Leyla Ahmed, Mitarbeiterin des Wadi-Teams in Garmyan, veröffentlichte vor Kurzem einen Artikel in der Lokalzeitung Wishne über die aktuelle Situation in dieser Region, in der 2004 alles begann.
FGM in Garmyan
Wadi-Teams in der Region arbeiteten 2017 mit 1002 Frauen zusammen und ihrem Befund zufolge sind 35 % dieser Frauen verstümmelt. Die Anzahl ist so hoch, dass selbst Ärzte in den Gemeinden vor den körperlichen und psychischen Schäden von FGM warnen und Mullahs predigen, dass Genitalverstümmelung keine religiöse Pflicht sei.

Aufklärungsseminar über FGM in Garmyan
Wadi-Mitarbeiterin Layla Ahmed schreibt dazu: „Im Jahr 2017 besuchte unser Team die Bezirke, Unterbezirke und Dörfer in der Region Garmyan, um dort Seminare für insgesamt 1104 Männer und Frauen zu halten, die sich thematisch mit dem Kampf gegen FGM, häuslicher Gewalt und gewaltfreier Konfliktlösung befassten“. Sie berichtet zudem, dass es in Kurdistan mittlerweile 12 FGM-freie Dörfer gibt – 3 davon in der Region Garmyan. Dieser Erfolg sei vor allem den zahlreichen Aufklärungskampagnen zu verdanken.

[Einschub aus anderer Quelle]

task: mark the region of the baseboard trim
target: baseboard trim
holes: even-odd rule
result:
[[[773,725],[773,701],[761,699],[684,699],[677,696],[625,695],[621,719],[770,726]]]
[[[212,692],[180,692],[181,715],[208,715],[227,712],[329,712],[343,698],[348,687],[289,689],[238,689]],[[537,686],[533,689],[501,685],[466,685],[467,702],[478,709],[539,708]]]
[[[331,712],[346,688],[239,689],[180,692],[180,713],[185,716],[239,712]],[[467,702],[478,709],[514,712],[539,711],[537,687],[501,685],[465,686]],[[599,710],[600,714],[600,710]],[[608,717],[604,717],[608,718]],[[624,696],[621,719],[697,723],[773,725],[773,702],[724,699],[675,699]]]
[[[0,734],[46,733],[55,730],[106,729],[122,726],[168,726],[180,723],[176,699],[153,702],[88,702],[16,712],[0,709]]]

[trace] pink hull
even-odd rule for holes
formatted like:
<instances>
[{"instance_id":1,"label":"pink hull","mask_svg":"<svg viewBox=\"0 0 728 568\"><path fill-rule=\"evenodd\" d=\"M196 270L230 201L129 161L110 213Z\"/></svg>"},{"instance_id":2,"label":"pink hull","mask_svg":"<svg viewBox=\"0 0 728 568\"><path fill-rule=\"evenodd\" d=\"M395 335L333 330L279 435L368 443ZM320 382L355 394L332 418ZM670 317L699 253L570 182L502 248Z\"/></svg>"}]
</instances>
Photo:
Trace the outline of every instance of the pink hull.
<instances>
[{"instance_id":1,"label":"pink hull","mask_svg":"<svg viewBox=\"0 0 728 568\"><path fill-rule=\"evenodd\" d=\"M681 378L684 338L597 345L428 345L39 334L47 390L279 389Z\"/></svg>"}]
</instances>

Dr. Ahmed Hasan erklärt gegenüber der Lokalzeitung Wishne: „Frauen sind, im Gegensatz zu Männern, in der Lage, sexuelle Lust am ganzen Körper zu erfahren – vor allem über die Klitoris. Der Verlust der Klitoris bedeutet für Frauen eine Einschränkung ihres sexuellen Vergnügens.“
Der Mullah Hama Amin berichtet gegenüber Wishne zudem, dass Genitalverstümmelung keine religiöse Pflicht sei. Die Einschränkung bzw. der Verlust sexuellen Vergnügens sei im Islam nicht akzeptiert und werde als Unrecht gegenüber allen Geschlechtern erachtet.
Genitalverstümmelung bei Frauen wird weltweit praktiziert. Das Problem ist nicht zuletzt im Mittleren Osten nach wie vor akut. Unter dem Vorwand, Mädchen zu beschützen und die Würde der Frauen zu erhalten, wird die körperliche und sexuelle Selbstbestimmung von Frauen in eklatantester Weise verletzt. Wadi engagiert sich daher weiterhin im Kampf gegen FGM.